Woods out, any good values in DK’s early salaries?…
It wasn’t exactly a surprise when Tiger Woods announced on Friday that he wouldn’t be playing in the Masters. While he’s secretive about his condition, there didn’t really seem to be much of a chance that he would be physically ready to play. But for its Fantasy Golf Millionaire Contest, DraftKings posts its player salary numbers early, so there is Woods on the list at $7,700 (with a red circle next to his name in case you missed the news that he’s not playing). If he did play, he probably wouldn’t have been a very good pick at that salary, although you can understand why DK didn’t make it lower.
The early salary posting raises the possibility of a player being undervalued because his play at Houston wasn’t taken into account. Then again, you shouldn’t put too much faith in how a player did the week before. The thought that a player is “hot” or has momentum going into the following week isn’t borne out by statistical studies. Still, Henrik Stenson is looking pretty good at $9,600 (10th on the board).

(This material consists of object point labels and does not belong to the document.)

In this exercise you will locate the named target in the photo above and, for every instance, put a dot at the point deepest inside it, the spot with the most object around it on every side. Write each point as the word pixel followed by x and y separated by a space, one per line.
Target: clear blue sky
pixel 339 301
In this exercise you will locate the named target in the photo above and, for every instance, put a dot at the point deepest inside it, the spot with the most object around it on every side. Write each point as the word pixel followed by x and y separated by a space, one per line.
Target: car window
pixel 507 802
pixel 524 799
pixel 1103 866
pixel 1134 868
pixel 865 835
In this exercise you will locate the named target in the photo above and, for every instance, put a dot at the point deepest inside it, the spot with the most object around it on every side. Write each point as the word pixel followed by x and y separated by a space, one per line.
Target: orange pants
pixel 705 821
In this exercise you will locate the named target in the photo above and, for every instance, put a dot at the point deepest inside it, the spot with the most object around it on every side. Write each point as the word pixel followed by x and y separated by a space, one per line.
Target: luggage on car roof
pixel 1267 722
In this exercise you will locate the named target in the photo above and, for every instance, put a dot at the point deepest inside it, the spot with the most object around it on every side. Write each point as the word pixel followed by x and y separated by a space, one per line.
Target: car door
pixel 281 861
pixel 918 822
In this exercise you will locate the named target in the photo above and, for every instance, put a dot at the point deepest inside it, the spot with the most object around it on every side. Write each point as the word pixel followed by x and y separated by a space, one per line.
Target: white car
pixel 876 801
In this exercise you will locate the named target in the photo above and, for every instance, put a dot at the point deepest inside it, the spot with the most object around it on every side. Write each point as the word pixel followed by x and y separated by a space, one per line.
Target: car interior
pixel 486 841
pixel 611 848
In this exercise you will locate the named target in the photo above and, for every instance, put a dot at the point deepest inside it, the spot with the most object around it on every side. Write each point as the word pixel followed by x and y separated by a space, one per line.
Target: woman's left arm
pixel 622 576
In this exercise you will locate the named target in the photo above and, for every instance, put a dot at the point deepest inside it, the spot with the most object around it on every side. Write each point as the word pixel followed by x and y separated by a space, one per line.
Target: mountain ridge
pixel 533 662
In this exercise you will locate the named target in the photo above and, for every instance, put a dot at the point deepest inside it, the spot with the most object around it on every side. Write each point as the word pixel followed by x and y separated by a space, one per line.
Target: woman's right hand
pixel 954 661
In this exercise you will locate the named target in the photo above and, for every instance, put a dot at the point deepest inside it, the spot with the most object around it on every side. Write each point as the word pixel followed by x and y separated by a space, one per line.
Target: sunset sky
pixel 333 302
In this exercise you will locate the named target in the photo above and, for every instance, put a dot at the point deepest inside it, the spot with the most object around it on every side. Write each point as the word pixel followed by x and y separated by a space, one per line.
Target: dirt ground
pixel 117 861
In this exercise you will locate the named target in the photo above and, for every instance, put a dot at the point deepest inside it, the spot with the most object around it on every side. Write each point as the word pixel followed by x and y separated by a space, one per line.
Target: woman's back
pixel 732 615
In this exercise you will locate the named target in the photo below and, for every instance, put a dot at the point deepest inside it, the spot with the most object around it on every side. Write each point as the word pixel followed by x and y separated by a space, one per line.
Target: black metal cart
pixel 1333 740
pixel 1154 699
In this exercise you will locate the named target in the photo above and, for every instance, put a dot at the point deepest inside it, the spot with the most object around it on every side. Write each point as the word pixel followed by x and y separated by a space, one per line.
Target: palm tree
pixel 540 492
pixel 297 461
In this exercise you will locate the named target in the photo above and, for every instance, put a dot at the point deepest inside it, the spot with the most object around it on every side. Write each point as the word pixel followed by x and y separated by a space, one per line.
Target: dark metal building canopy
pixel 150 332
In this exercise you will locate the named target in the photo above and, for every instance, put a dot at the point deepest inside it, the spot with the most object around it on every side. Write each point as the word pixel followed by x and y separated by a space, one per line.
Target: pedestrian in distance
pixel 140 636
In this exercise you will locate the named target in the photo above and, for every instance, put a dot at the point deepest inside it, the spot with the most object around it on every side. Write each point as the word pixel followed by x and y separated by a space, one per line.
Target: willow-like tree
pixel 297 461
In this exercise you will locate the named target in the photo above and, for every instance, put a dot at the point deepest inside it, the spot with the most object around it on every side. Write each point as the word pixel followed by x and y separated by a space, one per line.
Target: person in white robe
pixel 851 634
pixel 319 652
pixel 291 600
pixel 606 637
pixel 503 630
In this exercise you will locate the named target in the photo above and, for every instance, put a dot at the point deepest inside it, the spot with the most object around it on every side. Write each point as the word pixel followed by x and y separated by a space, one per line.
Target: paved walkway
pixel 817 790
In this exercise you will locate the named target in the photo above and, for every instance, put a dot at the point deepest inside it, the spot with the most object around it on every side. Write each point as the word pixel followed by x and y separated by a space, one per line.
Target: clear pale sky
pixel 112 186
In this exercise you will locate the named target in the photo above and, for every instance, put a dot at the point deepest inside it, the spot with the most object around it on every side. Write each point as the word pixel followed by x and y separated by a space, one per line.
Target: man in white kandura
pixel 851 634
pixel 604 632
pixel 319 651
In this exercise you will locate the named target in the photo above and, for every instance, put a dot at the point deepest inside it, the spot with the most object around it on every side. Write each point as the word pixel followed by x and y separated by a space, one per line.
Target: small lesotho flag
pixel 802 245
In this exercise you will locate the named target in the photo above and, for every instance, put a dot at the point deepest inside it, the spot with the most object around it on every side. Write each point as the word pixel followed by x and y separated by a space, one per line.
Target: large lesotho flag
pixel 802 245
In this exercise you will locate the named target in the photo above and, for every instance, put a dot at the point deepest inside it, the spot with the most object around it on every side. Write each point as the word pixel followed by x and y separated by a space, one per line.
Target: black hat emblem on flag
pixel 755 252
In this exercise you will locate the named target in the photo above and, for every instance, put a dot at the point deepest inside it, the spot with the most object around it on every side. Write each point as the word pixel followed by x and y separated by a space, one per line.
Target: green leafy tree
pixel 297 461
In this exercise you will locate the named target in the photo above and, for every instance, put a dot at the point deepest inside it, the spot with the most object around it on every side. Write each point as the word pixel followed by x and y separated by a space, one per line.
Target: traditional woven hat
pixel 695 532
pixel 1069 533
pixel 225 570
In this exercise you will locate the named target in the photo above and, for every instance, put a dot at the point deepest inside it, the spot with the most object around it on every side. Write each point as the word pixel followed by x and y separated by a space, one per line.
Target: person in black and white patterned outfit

  1. If Stenson could not handle Jim Herman down the stretch?
    I don’t have much faith in him or his dismal record handling the back 9 on Sunday of Augusta National.
    But that’s just me.

  2. Douglas S says

    Herman played great and he didn’t just beat Stenson. He needed a hole out from a bunker to win. Stenson is playing great golf right now, and I’m trying to weigh that vs his poor Augusta record on how much to roll with him this week.

  3. Brian D K says

    Whom may your picks be?

  4. Guys, I have been so busy here at Augusta that I haven’t been able to get back to you.
    On the Stenson front, he is not what you call a “winner” but a guy that makes a boat load of money. Stenson doesn’t know how to win and is always uncomfortable in that position. I can’t ever seeing or hearing of him hitting that key shot or putt to win a tournament. That’s just not him and will never be him. If you want a top-ten finish he is your guy, but in Draft Kings he is too much money to pick a guy for just top-ten results.